Congressional expense reports slowly move online, but clunky format impedes transparency

The House of Representatives took a step toward greater government transparency last year by posting its expense reports online, but the clunky PDF format makes it difficult to compare lawmakers’ outlays or to pinpoint exactly how the money is spent. The Senate, on the other hand, is moving at a glacial pace and has yet to offer details about its plan to start publishing expense reports online in 2011.

Each U.S. lawmaker gets an annual allowance of between $1.3 million and $4.5 million to operate their offices, pay staff, buy equipment and supplies, and pay for travel. The amount varies according to whether a lawmaker is a member of the House or Senate, and how far away his or her home state is from Washington.
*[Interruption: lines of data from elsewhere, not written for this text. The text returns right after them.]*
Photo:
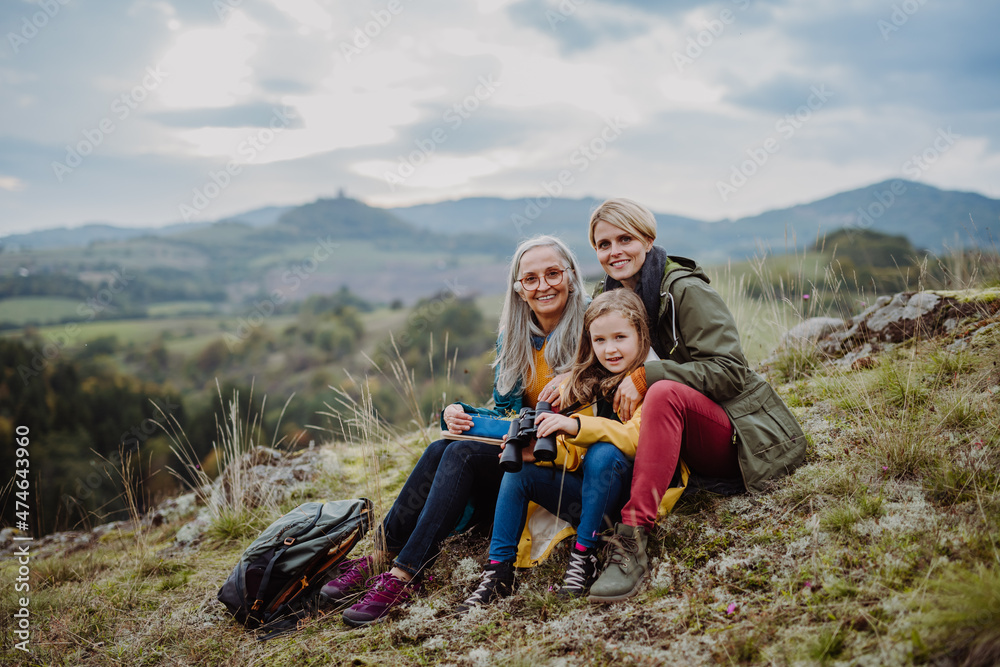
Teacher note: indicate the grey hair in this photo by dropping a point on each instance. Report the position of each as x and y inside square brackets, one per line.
[515, 360]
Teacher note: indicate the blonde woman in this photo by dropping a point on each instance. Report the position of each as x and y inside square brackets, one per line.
[700, 400]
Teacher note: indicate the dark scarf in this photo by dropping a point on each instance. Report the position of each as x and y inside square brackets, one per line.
[648, 289]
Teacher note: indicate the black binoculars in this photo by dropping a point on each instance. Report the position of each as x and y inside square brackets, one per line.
[522, 432]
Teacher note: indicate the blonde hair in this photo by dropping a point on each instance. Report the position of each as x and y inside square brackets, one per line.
[589, 380]
[628, 216]
[515, 359]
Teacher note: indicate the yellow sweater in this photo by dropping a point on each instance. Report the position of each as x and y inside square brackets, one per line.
[542, 376]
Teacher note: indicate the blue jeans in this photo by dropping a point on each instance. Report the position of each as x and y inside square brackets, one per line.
[592, 498]
[448, 475]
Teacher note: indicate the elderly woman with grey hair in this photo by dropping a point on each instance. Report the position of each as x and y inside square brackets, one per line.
[539, 330]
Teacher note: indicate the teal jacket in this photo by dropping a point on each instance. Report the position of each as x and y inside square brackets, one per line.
[504, 404]
[702, 350]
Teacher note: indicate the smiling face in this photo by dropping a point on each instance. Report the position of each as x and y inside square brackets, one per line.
[620, 253]
[615, 342]
[547, 302]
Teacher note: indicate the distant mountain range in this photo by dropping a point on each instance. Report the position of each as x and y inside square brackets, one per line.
[929, 217]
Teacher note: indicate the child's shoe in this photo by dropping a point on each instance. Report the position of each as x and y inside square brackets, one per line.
[386, 592]
[580, 574]
[626, 565]
[498, 582]
[351, 580]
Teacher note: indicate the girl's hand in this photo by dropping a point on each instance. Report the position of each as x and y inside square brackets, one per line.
[456, 419]
[550, 394]
[548, 423]
[627, 399]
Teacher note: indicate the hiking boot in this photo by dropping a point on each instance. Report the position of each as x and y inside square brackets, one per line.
[386, 592]
[625, 565]
[580, 574]
[351, 580]
[498, 582]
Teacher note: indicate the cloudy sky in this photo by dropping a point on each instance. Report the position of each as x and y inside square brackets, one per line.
[145, 112]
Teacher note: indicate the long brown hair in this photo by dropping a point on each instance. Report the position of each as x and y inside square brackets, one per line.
[589, 380]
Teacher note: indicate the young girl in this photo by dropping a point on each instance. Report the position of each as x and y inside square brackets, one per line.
[595, 451]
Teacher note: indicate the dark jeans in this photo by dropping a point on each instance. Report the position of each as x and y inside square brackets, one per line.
[589, 499]
[448, 475]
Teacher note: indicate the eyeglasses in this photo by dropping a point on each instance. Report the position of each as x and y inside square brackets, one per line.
[552, 277]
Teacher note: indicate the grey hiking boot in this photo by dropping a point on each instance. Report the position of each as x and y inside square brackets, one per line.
[497, 582]
[626, 565]
[581, 572]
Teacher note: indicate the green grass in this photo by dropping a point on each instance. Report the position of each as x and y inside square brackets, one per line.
[882, 550]
[181, 308]
[38, 310]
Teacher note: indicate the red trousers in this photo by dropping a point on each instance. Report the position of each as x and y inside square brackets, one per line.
[677, 421]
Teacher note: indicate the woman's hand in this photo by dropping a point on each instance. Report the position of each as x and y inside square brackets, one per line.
[550, 394]
[527, 454]
[627, 399]
[456, 419]
[548, 423]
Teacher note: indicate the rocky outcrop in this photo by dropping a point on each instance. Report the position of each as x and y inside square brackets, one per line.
[894, 319]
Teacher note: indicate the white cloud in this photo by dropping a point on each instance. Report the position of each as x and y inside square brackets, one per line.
[209, 67]
[12, 184]
[307, 12]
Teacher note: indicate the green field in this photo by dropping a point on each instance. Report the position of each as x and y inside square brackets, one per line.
[37, 309]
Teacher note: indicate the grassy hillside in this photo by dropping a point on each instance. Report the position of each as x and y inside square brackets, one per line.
[881, 550]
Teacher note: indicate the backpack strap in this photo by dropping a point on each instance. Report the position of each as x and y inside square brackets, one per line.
[288, 542]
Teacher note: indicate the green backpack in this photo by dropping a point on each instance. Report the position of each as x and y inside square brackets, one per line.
[279, 574]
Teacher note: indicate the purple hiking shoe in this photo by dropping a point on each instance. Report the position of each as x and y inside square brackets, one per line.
[354, 574]
[385, 593]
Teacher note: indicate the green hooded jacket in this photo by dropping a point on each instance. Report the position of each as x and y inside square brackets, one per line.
[703, 351]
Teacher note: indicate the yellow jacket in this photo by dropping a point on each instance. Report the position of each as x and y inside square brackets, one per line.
[570, 450]
[543, 531]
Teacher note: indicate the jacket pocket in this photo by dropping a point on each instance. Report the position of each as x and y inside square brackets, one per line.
[771, 441]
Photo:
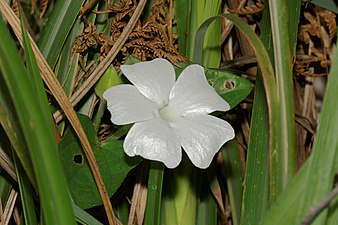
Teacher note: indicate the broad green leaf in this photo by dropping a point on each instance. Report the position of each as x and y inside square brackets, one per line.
[230, 87]
[113, 163]
[12, 128]
[32, 112]
[58, 26]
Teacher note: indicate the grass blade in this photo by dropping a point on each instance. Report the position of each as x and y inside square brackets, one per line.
[284, 158]
[26, 194]
[154, 194]
[256, 182]
[233, 174]
[56, 31]
[315, 179]
[51, 182]
[83, 217]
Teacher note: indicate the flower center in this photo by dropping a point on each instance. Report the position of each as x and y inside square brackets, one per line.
[168, 113]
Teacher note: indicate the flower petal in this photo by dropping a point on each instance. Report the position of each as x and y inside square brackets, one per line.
[154, 79]
[154, 140]
[192, 93]
[127, 105]
[202, 136]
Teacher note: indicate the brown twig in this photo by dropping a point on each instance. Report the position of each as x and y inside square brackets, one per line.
[55, 87]
[99, 70]
[313, 212]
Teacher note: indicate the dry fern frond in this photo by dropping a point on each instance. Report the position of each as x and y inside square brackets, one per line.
[15, 7]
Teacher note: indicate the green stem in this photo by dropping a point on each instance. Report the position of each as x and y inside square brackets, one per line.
[154, 194]
[283, 158]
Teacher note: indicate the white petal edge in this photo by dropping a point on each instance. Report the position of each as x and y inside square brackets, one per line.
[192, 93]
[127, 105]
[154, 140]
[154, 79]
[202, 136]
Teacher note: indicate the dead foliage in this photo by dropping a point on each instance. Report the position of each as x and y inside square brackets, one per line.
[43, 4]
[316, 34]
[151, 38]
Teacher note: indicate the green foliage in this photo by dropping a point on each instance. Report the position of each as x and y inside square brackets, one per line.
[114, 165]
[272, 193]
[33, 113]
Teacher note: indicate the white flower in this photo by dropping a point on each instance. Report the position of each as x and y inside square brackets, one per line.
[169, 114]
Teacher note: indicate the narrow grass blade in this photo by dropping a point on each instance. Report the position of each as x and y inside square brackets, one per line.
[58, 26]
[321, 175]
[67, 67]
[315, 179]
[284, 158]
[233, 175]
[206, 205]
[294, 8]
[54, 195]
[212, 43]
[256, 182]
[154, 194]
[26, 194]
[182, 15]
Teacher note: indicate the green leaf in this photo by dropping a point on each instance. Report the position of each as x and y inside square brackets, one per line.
[154, 193]
[256, 181]
[233, 175]
[283, 158]
[83, 217]
[67, 66]
[327, 4]
[36, 121]
[113, 163]
[108, 79]
[315, 179]
[230, 87]
[182, 15]
[26, 194]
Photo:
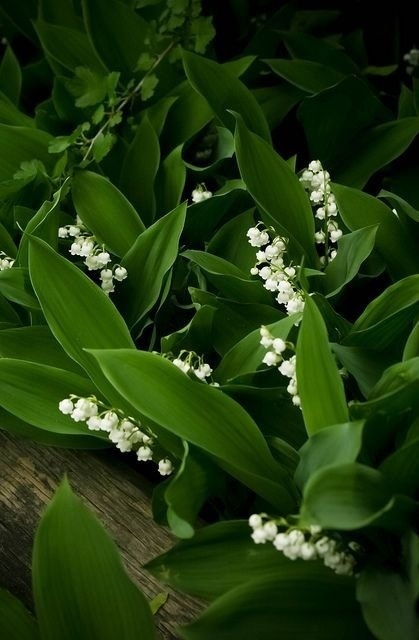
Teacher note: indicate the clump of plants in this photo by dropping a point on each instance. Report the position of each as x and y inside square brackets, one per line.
[214, 233]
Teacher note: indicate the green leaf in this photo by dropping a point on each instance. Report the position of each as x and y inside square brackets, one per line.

In June 2009, following an outcry in Britain over Parliamentarians’ expenses, Speaker Nancy Pelosi ordered the House chief administrative officer to begin publishing the chamber’s expense reports online. The so-called Statement of Disbursements is a quarterly document that captures spending by House lawmakers and staff in three volumes totaling some 3,000 pages.

But now that it’s online, the House spending data is still difficult for taxpayers to analyze because of inconsistencies in how individual lawmakers report where the money went and the PDF format used to present the data.

“It falls short of many transparency standards that advocates and the general public expect from governmental entities today,” says Peter Sepp, vice president of the National Taxpayer Union (NTU).

For example, the House allowances and office spending totals are listed in separate volumes. To compare them requires entering data by hand for all of the chamber’s 435 lawmakers, Sepp said, plus the chamber’s five nonvoting representatives.